This is the coffee can of destiny.
It helps decide who runs the city.
Every local primary election, Philadelphia candidates pick a number from the Horn & Hardart can to determine where they appear on the ballot. Pull the right number and enjoy a boost in votes; pull the wrong number and face a steeper climb to victory — and maybe wind up in the dustbin of history?
An inanimate celebrity in Philadelphia politics, the coffee can is meant to bring randomness, and thus fairness, to the ballot design.
That doesn’t mean it’s universally beloved.
“It’s a total disgrace,” longtime Democratic Party chair Bob Brady said.
The concern: How candidates are listed on the ballot influences voters, especially in low-information races with many candidates, such as judicial races. (Judicial candidates’ ballot positions are decided through a similar method in Harrisburg.)
This year, 34 people are vying for seven available City Council at-large seats, the most since 1983. Forty-three candidates filed to run for seven open judicial seats.
State law has required random drawing of lots to determine ballot order for decades.
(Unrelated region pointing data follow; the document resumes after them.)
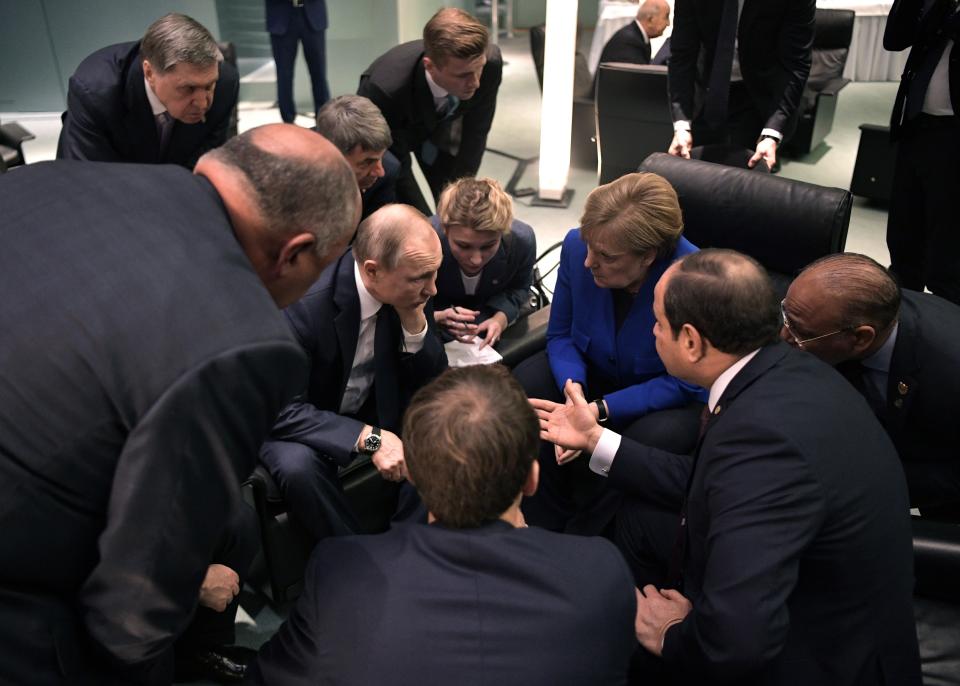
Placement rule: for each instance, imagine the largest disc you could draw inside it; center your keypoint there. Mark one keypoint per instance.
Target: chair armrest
(13, 134)
(834, 86)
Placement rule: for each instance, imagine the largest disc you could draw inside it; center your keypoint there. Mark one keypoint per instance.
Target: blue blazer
(279, 11)
(505, 283)
(582, 334)
(108, 117)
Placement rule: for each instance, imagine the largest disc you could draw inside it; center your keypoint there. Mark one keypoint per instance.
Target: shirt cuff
(772, 132)
(606, 450)
(413, 342)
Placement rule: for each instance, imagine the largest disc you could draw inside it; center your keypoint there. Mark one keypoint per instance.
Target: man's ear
(292, 251)
(863, 338)
(693, 345)
(533, 479)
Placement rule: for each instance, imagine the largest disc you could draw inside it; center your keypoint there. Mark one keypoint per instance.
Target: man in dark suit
(167, 98)
(439, 97)
(358, 129)
(474, 597)
(793, 559)
(144, 361)
(293, 22)
(922, 225)
(487, 270)
(899, 349)
(631, 44)
(364, 326)
(748, 96)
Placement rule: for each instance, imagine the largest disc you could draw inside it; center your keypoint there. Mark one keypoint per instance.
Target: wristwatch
(602, 415)
(372, 442)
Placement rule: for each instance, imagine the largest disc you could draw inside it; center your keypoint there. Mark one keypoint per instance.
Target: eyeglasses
(803, 341)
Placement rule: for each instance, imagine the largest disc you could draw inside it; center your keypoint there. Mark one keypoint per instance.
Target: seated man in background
(900, 350)
(356, 127)
(167, 98)
(438, 95)
(365, 327)
(793, 560)
(144, 361)
(474, 596)
(632, 43)
(484, 280)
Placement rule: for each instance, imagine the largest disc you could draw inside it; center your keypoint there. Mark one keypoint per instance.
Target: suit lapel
(347, 320)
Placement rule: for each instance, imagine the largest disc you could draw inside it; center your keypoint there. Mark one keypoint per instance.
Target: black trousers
(923, 232)
(572, 498)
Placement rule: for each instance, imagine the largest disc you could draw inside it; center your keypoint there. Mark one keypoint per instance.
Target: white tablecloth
(867, 61)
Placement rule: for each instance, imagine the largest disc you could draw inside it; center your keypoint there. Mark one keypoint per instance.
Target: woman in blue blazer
(600, 336)
(484, 280)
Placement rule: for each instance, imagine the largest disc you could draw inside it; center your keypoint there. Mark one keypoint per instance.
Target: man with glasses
(900, 350)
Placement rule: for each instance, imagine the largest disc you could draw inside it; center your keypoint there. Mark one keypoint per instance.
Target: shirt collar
(643, 33)
(720, 385)
(880, 360)
(369, 305)
(155, 104)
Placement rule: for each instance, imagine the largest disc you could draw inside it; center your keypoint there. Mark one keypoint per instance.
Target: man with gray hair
(631, 44)
(364, 367)
(356, 126)
(144, 361)
(167, 98)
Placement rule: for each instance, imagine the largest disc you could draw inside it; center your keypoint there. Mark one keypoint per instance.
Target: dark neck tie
(164, 129)
(718, 93)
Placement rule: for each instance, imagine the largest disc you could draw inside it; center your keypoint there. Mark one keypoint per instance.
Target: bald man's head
(292, 200)
(399, 254)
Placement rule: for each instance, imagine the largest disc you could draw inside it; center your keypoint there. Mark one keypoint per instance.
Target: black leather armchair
(782, 223)
(633, 116)
(12, 138)
(831, 45)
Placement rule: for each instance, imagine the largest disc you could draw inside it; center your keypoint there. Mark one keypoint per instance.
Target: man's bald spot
(394, 231)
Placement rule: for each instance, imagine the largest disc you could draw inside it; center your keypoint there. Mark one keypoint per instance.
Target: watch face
(371, 443)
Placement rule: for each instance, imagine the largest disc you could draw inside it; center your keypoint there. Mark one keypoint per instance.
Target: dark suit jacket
(627, 45)
(582, 339)
(922, 407)
(424, 604)
(397, 84)
(279, 12)
(143, 364)
(774, 40)
(326, 322)
(798, 541)
(504, 285)
(108, 117)
(916, 24)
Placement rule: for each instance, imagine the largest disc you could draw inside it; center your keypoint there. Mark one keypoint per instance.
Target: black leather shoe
(223, 664)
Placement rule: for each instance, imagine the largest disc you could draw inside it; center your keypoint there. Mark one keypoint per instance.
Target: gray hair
(352, 120)
(176, 38)
(295, 194)
(380, 236)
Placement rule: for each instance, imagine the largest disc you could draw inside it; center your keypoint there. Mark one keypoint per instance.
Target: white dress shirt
(609, 442)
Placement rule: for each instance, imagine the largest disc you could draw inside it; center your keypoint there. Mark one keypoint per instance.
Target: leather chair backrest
(833, 32)
(782, 223)
(633, 116)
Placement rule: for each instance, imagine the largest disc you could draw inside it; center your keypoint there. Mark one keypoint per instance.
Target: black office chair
(12, 138)
(633, 116)
(782, 223)
(831, 45)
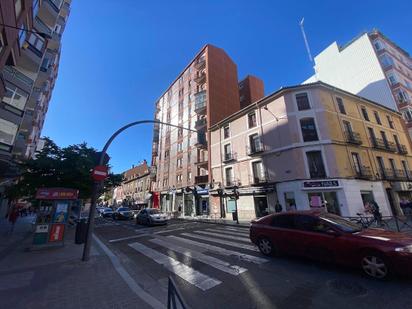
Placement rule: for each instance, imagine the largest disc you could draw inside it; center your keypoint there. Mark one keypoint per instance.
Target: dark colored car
(106, 212)
(151, 216)
(122, 213)
(330, 238)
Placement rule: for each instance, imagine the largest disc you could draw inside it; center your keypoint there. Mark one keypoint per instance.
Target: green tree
(68, 167)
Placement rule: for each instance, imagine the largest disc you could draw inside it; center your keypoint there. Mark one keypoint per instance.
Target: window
(252, 120)
(315, 163)
(229, 176)
(17, 8)
(227, 149)
(390, 122)
(356, 162)
(377, 117)
(8, 132)
(258, 172)
(308, 130)
(302, 101)
(341, 106)
(226, 131)
(386, 61)
(392, 79)
(310, 224)
(283, 221)
(365, 113)
(255, 143)
(378, 45)
(15, 97)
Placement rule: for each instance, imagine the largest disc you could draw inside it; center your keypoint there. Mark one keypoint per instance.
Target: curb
(242, 225)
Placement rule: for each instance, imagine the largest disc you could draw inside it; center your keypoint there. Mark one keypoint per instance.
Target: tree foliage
(68, 167)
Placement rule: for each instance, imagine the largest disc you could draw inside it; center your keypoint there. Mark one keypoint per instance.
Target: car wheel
(265, 246)
(374, 265)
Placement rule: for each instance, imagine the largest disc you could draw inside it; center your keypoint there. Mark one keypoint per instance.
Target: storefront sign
(56, 194)
(321, 184)
(56, 232)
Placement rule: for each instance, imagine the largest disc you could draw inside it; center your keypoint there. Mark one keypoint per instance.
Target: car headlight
(407, 249)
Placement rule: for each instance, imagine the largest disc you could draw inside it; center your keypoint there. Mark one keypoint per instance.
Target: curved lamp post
(98, 184)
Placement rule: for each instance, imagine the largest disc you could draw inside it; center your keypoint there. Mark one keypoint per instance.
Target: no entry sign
(99, 172)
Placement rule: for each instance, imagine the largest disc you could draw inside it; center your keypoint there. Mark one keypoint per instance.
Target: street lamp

Technology now makes it possible to vary the order across different ballots, but Pennsylvania, even with new voting machines coming, has made no major move to change its process.
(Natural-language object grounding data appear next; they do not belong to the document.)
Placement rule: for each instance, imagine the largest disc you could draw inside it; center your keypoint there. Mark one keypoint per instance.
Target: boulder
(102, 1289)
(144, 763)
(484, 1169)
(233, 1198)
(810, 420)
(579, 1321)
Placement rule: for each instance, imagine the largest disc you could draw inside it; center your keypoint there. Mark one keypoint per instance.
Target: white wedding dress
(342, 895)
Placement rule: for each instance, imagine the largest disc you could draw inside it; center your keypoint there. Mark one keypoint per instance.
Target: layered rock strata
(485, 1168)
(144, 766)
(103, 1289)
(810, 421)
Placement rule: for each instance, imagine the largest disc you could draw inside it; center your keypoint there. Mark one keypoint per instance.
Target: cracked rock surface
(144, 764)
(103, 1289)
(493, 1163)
Research shows that ballot order is important.
“It’s pretty much incontrovertible that you have an advantage if you come first. Just flat-out,” said Monika McDermott, a political scientist at Fordham University.
In lower-information races in which lots of candidates run, it’s even more important. That’s for two reasons, said Jon Krosnik, a Stanford University professor who has studied ballot position: “Some voters walk into the voter booth feeling deeply conflicted and uncertain — and the order of candidate names is a subtle, unconscious nudge.”
Other voters are committed to casting a ballot but, knowing little about the candidates, select the first names they see.